Beim Sender gibt es noch weniger Bedienelemente: lediglich ein einzelner Schiebeschalter zum Ein- und Ausschalten sowie ebenfalls ein Koppeltaster ist vorhanden. – Als Kritikpunkt möchten wir trotz der langen Laufzeit und noch längeren Standby-Zeit anbringen, dass beide Geräte sowohl Kopfhörer als auch Sender keine automatische Abschaltung besitzen. Die automatische Abschaltung nach wenigen Minuten in denen kein Audiosignal anliegt gehört einfach zu einem Funkkopfhörer.

AKG K 840 KL- | Tonqualität

Im Frequenzverlauf zeigt der AKG K 840 KL eine leichte Überhöhung im oberen Bassbereich und unteren Mittenbereich, "obenrum" fällt er dagegen leicht ab.
Im Frequenzverlauf zeigt der AKG K 840 KL eine leichte Überhöhung im oberen Bassbereich und unteren Mittenbereich, "obenrum" fällt er dagegen leicht ab.
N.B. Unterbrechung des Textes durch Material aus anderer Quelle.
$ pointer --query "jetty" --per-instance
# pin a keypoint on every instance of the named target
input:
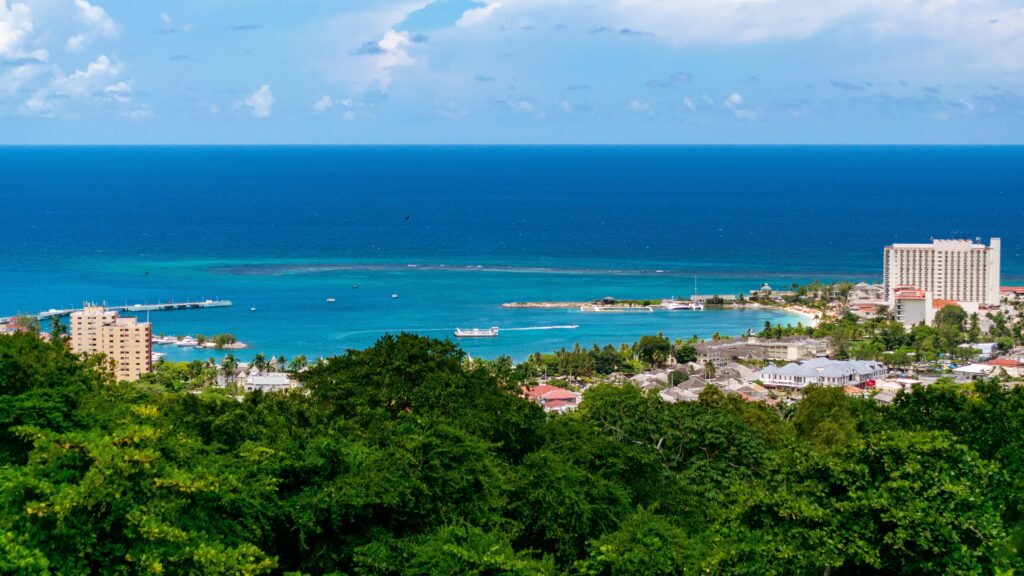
(54, 313)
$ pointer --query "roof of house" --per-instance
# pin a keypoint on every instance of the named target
(974, 369)
(823, 367)
(885, 398)
(269, 379)
(549, 394)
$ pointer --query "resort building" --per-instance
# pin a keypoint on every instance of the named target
(126, 341)
(822, 372)
(269, 381)
(949, 270)
(552, 399)
(788, 348)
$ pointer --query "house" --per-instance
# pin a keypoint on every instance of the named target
(269, 381)
(552, 399)
(823, 372)
(885, 398)
(787, 348)
(985, 350)
(702, 298)
(863, 292)
(1012, 292)
(854, 392)
(973, 371)
(679, 394)
(1006, 363)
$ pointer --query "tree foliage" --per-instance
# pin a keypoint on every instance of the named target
(406, 458)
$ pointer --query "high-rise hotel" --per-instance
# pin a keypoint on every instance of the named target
(961, 271)
(126, 341)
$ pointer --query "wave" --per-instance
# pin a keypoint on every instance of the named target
(567, 327)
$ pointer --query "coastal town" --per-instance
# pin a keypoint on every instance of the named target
(871, 340)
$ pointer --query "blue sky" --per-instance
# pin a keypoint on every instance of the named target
(512, 72)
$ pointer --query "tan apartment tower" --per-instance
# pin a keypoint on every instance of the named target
(950, 270)
(126, 341)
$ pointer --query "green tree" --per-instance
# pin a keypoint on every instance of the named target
(653, 350)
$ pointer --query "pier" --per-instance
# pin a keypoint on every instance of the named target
(53, 313)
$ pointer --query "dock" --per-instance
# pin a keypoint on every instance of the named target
(54, 313)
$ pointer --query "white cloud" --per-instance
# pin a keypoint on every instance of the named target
(639, 106)
(324, 104)
(260, 103)
(97, 87)
(522, 105)
(97, 24)
(983, 34)
(476, 16)
(15, 25)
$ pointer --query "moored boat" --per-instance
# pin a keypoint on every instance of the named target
(476, 333)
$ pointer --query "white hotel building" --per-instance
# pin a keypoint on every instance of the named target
(948, 270)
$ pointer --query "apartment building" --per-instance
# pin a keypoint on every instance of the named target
(961, 271)
(126, 341)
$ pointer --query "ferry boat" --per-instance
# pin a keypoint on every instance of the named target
(476, 333)
(613, 309)
(681, 304)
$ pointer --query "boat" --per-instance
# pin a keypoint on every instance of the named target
(681, 304)
(476, 333)
(187, 341)
(613, 309)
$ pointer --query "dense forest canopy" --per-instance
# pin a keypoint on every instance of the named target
(402, 459)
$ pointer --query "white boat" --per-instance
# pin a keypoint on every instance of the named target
(681, 304)
(613, 309)
(476, 333)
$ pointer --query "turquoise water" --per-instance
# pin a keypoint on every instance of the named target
(283, 229)
(293, 317)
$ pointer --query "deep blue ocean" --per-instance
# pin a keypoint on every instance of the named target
(456, 232)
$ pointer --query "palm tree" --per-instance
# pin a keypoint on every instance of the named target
(298, 363)
(259, 362)
(229, 365)
(709, 370)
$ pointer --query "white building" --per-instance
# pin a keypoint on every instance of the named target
(950, 270)
(913, 305)
(822, 372)
(269, 381)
Am MP3-Player (iPhone 4) macht der AKG K 840 KL richtig Spaß. Besonders Fans der härteren Gangart dürften sich an der leichten Überhöhung im oberen Bassbereich und im unteren Mittenbereich freuen, geben sie dem Sound doch mehr Fülle. Das fällt auch beim Betrachten der Frequenzgang-Grafik auf. Darin sieht man aber auch den leichten Abfall im Bereich der ganz hohen Töne. Dem AKG Funkkopfhörer fehlt damit das letzte Fünkchen Brillanz. Trotzdem kann man dem AKG K 840 KL eine gute bis sehr gute Klangqualität bescheinigen. Zwischen Funk- und Kabelbetrieb ist im Praxistest kein Unterschied zu hören. Lediglich beim Betrieb des Senders an einem ungeregelten! Line-Ausgang (Cinch) ist der AKG Funkkopfhörer nicht zu gebrauchen. Mit seiner- maximalen Eingangsspannung von 0,6 V verzerrt er stark.

player.de meint:
Der „Luxus“-Funkkopfhörer“ K 840 KL von AKG klingt gut, hält ewig lang, lässt sich sogar ohne Funk betreiben, ist nur leider nicht gerade günstig – selbst der zum Zeitpunkt des Artikelentstehens günstigste Anbieter im Web will noch immer schlappe 330 Euro für den Kopfhörer.